While she is proactively resting both her body and spirit, she is staying busy as ever. She is currently working on a commission with the classical ensemble Kensington Sinfonia, a 20 minute composition for a string quartet, written in her own original voice. She is also collaborating on an inter-disciplinary dance piece with a Taiwanese-Canadian choreographer Pam Tzeng, as well as working with Aisinna’kiiks, a project led by Calgary Arts Development that pulls together Indigenous and non-Indigenous artists and community members to support efforts towards reconciliation.
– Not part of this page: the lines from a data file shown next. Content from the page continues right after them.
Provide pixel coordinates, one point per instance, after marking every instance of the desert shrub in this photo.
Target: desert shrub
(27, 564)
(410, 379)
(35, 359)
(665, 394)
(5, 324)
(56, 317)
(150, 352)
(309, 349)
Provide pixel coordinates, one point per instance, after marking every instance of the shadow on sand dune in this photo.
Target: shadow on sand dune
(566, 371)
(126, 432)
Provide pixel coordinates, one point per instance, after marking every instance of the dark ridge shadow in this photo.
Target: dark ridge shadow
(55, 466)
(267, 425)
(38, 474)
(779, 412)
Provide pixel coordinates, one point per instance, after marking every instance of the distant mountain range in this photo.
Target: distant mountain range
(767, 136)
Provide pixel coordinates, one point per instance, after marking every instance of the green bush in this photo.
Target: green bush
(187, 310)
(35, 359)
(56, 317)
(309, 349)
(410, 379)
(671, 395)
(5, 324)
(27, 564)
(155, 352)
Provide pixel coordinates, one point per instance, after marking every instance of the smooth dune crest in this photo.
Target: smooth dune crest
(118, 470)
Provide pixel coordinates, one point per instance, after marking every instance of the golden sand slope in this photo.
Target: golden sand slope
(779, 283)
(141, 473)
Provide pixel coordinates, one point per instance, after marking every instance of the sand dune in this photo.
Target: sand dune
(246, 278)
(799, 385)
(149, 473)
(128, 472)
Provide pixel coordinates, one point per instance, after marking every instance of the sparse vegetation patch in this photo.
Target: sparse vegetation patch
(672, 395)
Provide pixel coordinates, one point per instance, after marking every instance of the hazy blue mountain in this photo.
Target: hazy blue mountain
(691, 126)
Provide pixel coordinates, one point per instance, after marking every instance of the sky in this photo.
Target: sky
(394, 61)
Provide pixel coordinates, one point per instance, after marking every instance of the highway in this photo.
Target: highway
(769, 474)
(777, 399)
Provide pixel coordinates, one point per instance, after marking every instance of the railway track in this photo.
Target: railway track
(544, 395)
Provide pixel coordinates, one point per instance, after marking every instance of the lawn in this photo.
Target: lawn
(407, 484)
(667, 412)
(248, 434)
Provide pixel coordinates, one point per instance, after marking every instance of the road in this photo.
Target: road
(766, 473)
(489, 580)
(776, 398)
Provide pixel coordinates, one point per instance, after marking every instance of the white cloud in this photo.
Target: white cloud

Just like her own personal projects, FOONYAP delights in fraternity, looking for opportunities in which she can lend her talents to a greater whole.
“I think the conventions that I’m most interested in exploring are the ones in which there isn’t always a star, a solo voice,” she says. “I’m more interested in writing pieces where the solos meld in and out of the group. Playing with that idea of who’s the leader and who’s not.” In FOONYAP’s narrative, the main protagonist is not the star of the hero’s journey, but one of many voices working in tandem. Whether they work toward a goal or play towards nothing at all, is a part of the story itself.